5. Review and approve a Code of Business Conduct and Ethics with respect to the business conduct, ethics, and related party transactions (the “Code of Conduct”),
(a) Periodically review the Code of Conduct applicable to the Company’s directors, officers and employees;
(b) Review all requests for waivers of the Code of Conduct involving directors, executive officers, and senior financial advisors as defined in the Code of Conduct and make recommendations to the Board as to whether it should approve any such request;
(c) Review with Company personnel the Company’s programs designed to ensure compliance with the Company’s Code of Conduct;
(d) Periodically review the Company’s Related-Person Transactions Policy; and
(e) Review potential conflict of interest situations and related party transactions in accordance with the Company’s Related‑Person Transactions Policy and approve all transactions required to be disclosed under Item 404 of SEC Regulation S-K.

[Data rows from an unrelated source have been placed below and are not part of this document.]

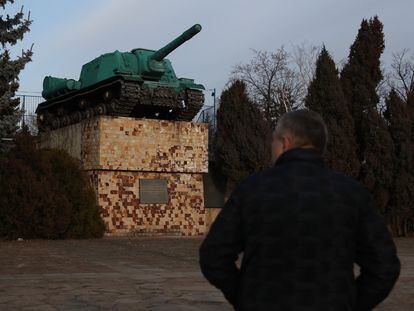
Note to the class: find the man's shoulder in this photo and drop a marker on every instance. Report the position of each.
(341, 180)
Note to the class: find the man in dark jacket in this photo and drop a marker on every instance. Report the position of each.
(301, 227)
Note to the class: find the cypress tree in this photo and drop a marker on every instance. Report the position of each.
(12, 29)
(360, 78)
(377, 158)
(402, 198)
(362, 74)
(242, 141)
(325, 96)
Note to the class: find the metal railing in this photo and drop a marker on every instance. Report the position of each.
(28, 104)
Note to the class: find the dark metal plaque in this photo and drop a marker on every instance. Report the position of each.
(153, 191)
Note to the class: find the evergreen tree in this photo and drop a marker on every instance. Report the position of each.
(362, 74)
(242, 141)
(360, 78)
(12, 29)
(377, 158)
(325, 96)
(402, 198)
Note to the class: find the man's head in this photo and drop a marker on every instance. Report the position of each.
(301, 128)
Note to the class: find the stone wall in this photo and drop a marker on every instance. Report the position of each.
(117, 152)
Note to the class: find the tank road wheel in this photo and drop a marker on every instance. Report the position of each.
(88, 113)
(100, 109)
(55, 122)
(82, 103)
(107, 95)
(64, 121)
(76, 117)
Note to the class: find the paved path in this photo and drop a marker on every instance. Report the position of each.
(129, 274)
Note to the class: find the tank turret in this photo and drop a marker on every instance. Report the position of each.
(140, 83)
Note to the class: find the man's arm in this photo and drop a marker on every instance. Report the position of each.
(220, 249)
(376, 255)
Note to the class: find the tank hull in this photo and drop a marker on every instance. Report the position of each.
(120, 97)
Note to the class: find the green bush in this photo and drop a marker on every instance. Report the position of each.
(45, 194)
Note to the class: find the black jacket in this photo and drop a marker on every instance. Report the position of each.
(301, 227)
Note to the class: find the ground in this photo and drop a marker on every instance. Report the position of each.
(134, 273)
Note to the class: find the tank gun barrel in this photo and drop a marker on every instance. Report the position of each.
(185, 36)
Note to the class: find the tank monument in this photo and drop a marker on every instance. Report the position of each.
(128, 120)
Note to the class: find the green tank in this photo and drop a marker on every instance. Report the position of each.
(141, 83)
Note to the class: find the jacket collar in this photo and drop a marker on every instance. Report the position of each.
(300, 154)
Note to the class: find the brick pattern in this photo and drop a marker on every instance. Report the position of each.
(153, 145)
(90, 144)
(118, 151)
(118, 195)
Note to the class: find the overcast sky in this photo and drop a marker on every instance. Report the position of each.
(68, 33)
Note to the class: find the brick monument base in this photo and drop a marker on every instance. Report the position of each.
(147, 174)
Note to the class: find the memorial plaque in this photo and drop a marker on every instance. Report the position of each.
(153, 191)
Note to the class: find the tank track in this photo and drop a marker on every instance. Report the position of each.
(120, 98)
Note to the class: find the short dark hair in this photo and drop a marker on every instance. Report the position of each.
(306, 127)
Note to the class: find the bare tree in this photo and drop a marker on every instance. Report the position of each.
(304, 60)
(401, 76)
(277, 81)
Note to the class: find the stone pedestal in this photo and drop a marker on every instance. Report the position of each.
(122, 155)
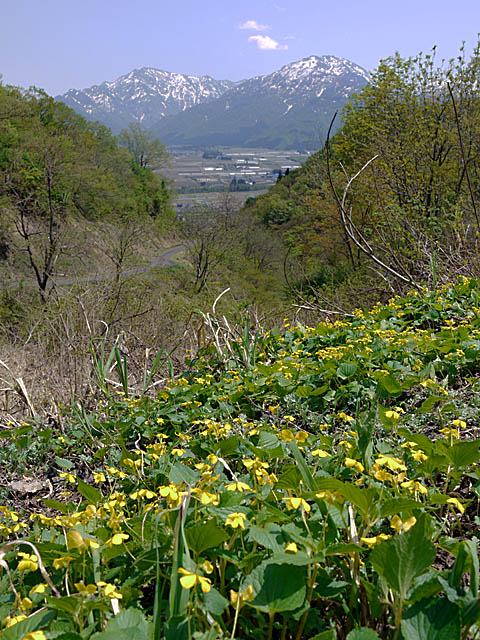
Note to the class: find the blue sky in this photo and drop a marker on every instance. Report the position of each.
(59, 44)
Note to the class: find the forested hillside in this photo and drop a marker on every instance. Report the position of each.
(276, 434)
(396, 203)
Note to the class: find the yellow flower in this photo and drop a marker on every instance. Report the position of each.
(419, 456)
(85, 589)
(35, 635)
(29, 562)
(392, 415)
(354, 464)
(38, 588)
(412, 486)
(320, 453)
(68, 476)
(63, 561)
(401, 526)
(109, 590)
(236, 519)
(11, 621)
(238, 486)
(297, 503)
(74, 539)
(25, 604)
(457, 504)
(117, 539)
(371, 542)
(301, 437)
(246, 596)
(190, 579)
(394, 464)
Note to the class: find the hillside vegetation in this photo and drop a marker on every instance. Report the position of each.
(395, 206)
(175, 469)
(310, 482)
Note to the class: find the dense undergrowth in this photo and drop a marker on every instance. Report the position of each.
(302, 483)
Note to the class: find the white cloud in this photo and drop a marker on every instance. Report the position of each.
(253, 25)
(266, 43)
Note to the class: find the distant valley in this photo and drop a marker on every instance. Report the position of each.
(288, 109)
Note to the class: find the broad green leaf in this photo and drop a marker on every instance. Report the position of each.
(277, 587)
(34, 622)
(63, 463)
(128, 624)
(181, 473)
(428, 404)
(363, 499)
(390, 384)
(346, 370)
(326, 635)
(303, 467)
(424, 587)
(464, 453)
(270, 536)
(363, 634)
(397, 505)
(268, 440)
(403, 558)
(290, 479)
(205, 536)
(55, 504)
(69, 604)
(436, 619)
(92, 494)
(214, 602)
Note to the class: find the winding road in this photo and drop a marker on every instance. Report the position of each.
(164, 259)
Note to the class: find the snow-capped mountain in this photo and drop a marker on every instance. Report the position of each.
(144, 95)
(289, 108)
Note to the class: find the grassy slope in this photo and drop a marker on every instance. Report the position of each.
(323, 473)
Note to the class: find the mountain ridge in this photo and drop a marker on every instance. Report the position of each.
(290, 107)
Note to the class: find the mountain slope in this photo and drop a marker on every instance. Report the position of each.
(143, 95)
(289, 108)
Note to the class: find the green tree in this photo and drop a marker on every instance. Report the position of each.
(147, 151)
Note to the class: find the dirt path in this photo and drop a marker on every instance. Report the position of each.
(164, 259)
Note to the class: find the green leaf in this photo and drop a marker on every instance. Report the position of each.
(428, 404)
(268, 440)
(403, 558)
(436, 619)
(270, 536)
(55, 504)
(363, 634)
(32, 623)
(181, 473)
(63, 463)
(303, 467)
(464, 453)
(397, 505)
(363, 499)
(205, 535)
(128, 624)
(304, 391)
(214, 602)
(390, 384)
(331, 634)
(346, 370)
(92, 494)
(277, 587)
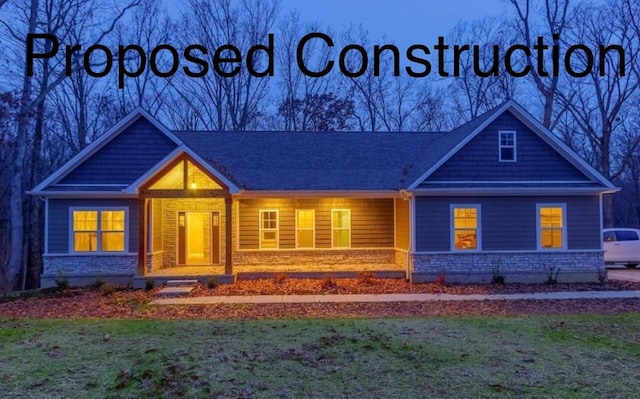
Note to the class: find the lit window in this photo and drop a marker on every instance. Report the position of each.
(507, 146)
(551, 227)
(268, 229)
(465, 227)
(98, 230)
(305, 228)
(341, 228)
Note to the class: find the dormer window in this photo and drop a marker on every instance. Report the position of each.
(507, 146)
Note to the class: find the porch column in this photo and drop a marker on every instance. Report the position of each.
(228, 244)
(142, 237)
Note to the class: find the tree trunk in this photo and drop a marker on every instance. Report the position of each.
(15, 207)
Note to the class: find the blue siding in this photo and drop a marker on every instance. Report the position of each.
(129, 155)
(58, 223)
(508, 223)
(479, 161)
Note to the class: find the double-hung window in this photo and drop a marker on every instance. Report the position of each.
(507, 146)
(465, 227)
(551, 223)
(268, 229)
(98, 230)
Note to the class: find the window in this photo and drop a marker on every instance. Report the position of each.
(340, 228)
(507, 146)
(465, 231)
(551, 226)
(98, 230)
(305, 228)
(268, 229)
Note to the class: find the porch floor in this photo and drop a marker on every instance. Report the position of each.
(219, 269)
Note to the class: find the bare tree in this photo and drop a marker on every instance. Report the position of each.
(549, 19)
(601, 104)
(235, 102)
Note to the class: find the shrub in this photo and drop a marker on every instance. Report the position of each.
(107, 289)
(498, 277)
(279, 278)
(328, 283)
(552, 274)
(441, 279)
(366, 278)
(212, 283)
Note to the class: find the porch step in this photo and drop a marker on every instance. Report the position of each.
(175, 291)
(181, 283)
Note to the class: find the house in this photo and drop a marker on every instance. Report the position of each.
(499, 194)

6. With respect to the Company’s executive officer in charge of risk management,
(a) Discuss the Company’s major risk exposures and the steps management has taken to monitor and control such exposures, including the Company’s risk assessment and risk management policies, including whether:
• the risk appetite implicit in the Company’s business model, strategy and execution is appropriate;
• the expected risks are commensurate with the expected rewards;
• management has effectively implemented a system to manage, monitor, and mitigate risk, and that system is appropriate given the Company’s business strategy;
• the Company’s risk management system informs the Board of the major risks facing the Company;
• an appropriate culture of risk-awareness exists throughout the Company; and
• there is recognition that management of risk is essential to the successful execution of the Company’s strategy.
(b) Promptly report to the Board regarding changes in the Company’s risk profile and report other risk management issues to the Board as the Committee deems necessary.

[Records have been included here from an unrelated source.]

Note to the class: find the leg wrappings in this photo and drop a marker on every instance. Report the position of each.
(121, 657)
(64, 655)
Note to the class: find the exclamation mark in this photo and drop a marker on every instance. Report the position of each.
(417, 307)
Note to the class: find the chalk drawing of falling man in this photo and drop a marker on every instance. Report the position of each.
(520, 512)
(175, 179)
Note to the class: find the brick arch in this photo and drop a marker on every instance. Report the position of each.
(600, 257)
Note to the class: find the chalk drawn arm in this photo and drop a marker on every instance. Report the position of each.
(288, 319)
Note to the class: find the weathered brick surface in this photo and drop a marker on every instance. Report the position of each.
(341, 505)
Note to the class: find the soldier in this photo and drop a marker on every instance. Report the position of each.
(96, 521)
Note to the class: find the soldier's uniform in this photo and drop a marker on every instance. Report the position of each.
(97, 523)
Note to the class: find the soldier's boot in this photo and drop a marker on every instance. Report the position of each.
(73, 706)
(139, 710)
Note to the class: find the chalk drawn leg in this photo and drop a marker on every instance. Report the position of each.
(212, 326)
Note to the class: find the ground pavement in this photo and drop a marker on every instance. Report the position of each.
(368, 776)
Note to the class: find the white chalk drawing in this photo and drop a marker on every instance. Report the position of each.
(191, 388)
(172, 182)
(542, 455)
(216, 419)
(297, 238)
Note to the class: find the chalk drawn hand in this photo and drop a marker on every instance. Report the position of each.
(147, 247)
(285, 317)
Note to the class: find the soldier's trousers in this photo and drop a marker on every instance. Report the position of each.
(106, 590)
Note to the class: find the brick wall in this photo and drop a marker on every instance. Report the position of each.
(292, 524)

7. Perform such other functions as assigned by the Board and to have such powers as may be necessary or appropriate in the efficient and lawful discharge of the foregoing.
The Committee shall have the resources and authority appropriate to discharge its duties and responsibilities, including the authority to select, retain, terminate, and approve the fees and other retention terms of special counsel or other experts or consultants, as it deems appropriate, without seeking approval of the Board or management. The Committee shall receive appropriate funding from the Company, as determined by the Committee, for payment of compensation to the independent registered public accounting firm and other advisors retained by the Committee and ordinary administrative expenses of the Committee that are necessary or appropriate to carrying out its duties.
Except as expressly provided in this Charter or the by-laws of the Company, or as otherwise provided by law or the requirements of Nasdaq, the Committee shall fix its own rules of procedure. The Committee may form and delegate authority to a subcommittee or any member of the Committee when appropriate. Without limiting the generality of the foregoing, the Committee may, in its discretion, delegate to one or more of its members the authority to pre-approve any audit, audit-related or non-audit services to be performed by the independent registered public accounting firm, provided that any such approvals are presented to the Audit Committee at its next scheduled meeting.
Minutes of each meeting will be kept and distributed to each member of the Committee, members of the Board who are not members of the Committee, and the Secretary of the Company. The Committee shall report a summary of the actions taken at each Committee meeting, which shall be presented to the Board at the next Board meeting.